In the earlier stages of the Napoleonic Wars, Spain had remained neutral or actively taken the side of France against the various coalitions that sought to crush Napoleon, the self-proclaimed Emperor of the French. Spain saw the opportunity to make gains for herself, while the French had no ambitions south of the Pyrenees. The situation began to change in 1807. Napoleon stood triumphant in Europe having defeated Prussia, Austria and Russia on the battlefield and having cowed the smaller states into submission. His only remaining enemy was Britain, and there he had a problem.
In 1805 Britain's Admiral Nelson had crushed the combined fleets of France and Spain at the Battle of Trafalgar. As a result, Napoleon had no chance of invading Britain with his magnificent army. Instead he sought to bring Britain to peace talks by crippling her trade. By blocking every European port to British merchant ships, Napoleon believed, he would do so much damage to British wealth that peace on his terms would be inevitable. Not all the European countries wanted to join such a blockade, but one by one they succumbed to Napoleon's threats and bluster. By October 1807 only Portugal still refused to join this Continental System, as it was known.
In November, Napoleon agreed a treaty with the Spanish Prime Minister, Manuel de Godoy - who was also the lover of the Spanish Queen Maria Louisa. In return for French troops being allowed to march through Spain to invade Portugal, the Spanish would get the Portuguese fleet and various overseas colonies, and as an added inducement Portugal would be divided into three minor states under Spanish domination.

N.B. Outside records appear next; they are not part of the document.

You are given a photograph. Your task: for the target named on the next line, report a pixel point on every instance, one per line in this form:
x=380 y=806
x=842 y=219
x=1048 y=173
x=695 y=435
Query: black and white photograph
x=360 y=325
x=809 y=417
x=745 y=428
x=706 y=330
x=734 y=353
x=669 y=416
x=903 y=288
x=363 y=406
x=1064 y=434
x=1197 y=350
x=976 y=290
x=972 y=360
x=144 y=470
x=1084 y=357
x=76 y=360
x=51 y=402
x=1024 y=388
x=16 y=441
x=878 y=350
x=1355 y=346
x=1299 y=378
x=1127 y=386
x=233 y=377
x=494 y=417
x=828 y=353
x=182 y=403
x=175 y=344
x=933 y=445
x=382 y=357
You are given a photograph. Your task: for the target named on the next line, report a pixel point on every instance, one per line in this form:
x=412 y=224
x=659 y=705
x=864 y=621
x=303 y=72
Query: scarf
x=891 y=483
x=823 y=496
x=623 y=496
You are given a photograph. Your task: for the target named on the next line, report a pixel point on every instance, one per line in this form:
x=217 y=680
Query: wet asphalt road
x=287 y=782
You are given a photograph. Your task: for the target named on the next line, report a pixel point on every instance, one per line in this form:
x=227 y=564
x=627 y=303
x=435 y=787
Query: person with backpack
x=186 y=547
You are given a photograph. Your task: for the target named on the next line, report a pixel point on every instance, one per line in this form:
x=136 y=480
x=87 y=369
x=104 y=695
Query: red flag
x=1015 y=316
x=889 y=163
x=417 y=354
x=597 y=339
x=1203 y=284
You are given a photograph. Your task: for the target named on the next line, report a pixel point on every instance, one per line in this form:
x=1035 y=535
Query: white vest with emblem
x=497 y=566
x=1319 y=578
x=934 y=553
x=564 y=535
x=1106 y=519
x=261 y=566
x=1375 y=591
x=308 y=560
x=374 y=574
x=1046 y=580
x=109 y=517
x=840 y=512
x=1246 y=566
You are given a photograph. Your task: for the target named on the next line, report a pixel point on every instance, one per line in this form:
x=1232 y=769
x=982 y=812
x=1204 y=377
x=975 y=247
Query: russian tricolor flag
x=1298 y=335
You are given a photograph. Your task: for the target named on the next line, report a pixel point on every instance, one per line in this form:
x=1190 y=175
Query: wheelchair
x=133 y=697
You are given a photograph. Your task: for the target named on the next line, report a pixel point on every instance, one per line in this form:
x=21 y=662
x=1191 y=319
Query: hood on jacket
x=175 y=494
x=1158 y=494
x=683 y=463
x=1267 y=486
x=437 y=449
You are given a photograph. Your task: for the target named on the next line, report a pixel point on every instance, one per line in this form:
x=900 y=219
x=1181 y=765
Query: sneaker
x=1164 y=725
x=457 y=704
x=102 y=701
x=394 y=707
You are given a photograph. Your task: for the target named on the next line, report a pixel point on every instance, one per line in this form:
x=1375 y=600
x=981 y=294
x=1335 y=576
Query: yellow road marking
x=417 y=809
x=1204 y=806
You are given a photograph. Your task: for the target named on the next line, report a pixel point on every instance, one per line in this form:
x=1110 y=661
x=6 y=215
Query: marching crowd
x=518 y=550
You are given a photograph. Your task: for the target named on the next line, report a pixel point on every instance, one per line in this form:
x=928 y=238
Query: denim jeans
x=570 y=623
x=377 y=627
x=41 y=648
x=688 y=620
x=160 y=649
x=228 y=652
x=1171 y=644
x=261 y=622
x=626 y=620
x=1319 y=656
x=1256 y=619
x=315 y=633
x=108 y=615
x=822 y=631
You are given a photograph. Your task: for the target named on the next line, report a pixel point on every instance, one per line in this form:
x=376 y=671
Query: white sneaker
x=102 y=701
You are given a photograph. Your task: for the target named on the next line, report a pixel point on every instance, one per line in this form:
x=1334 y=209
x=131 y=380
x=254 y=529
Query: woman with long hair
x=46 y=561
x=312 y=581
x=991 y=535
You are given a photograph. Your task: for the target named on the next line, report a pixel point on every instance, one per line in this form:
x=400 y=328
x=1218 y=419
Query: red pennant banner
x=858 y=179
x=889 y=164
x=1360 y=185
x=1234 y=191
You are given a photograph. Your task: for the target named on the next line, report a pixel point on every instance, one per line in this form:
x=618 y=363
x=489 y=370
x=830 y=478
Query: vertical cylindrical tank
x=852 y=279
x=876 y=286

The Portuguese did not wait about to be destroyed. Queen Maria I fled from Lisbon on 29 November along with her family, the Portuguese fleet, most of the merchant ships and thousands of soldiers. She moved to the Portuguese colony of Brazil where she set up court along with her son and regent John. John, later King John VI, appealed to Britain for help. John left orders in Portugal that there should be no resistance to the French in order to avoid bloodshed. The royal flight was, he said, only temporary and soon all would be right.
The embarkation of the Portuguese Royal Family at Lisbon. Queen Maria and the Regent John fled in the face of overwhelming French force and headed to Brazil from where they appealed to Britain for help.
Napoleon, meanwhile, had become more ambitious. Rather than merely close the Iberian ports to British trade, he now wanted to gain complete control of the Peninsula by merging Portugal into Spain and making his own brother, Joseph, King of Spain. His moves were made slowly. First larger numbers of French soldiers marched into Spain, claiming to be on their way to Portugal to occupy that country. In February Napoleon ordered his men in Spain to seize key Spanish fortresses and military bases using the pretext that they were needed to safeguard the supply lines to the French troops in Portugal.
King Charles IV of Spain began to grow alarmed as the numbers of French troops in Spain and Portugal passed the 100,000 mark, and an ominous 80% of them were in Spain. At the same time Spain was suffering an economic crisis, caused largely by the loss of trade to the American colonies that had followed the Battle of Trafalgar. The populace and many nobles blamed Godoy for the pro-French policy that was causing such poverty and hardship. He was already unpopular, and the French troops entering Spain made him even more so.
In the spring of 1808 Charles, Maria Louisa and Godoy were staying in the small palace at the town of Aranjuez. The trio held discussions about the deteriorating situation, and decided to follow the lead of the Portuguese royal family. Messages were sent to Cadiz ordering the Spanish fleet there to prepare to carry the royal family and court to the Spanish colony of Spain. Spain at this date was at peace with Britain, so the Royal Navy would not intervene, and might even help.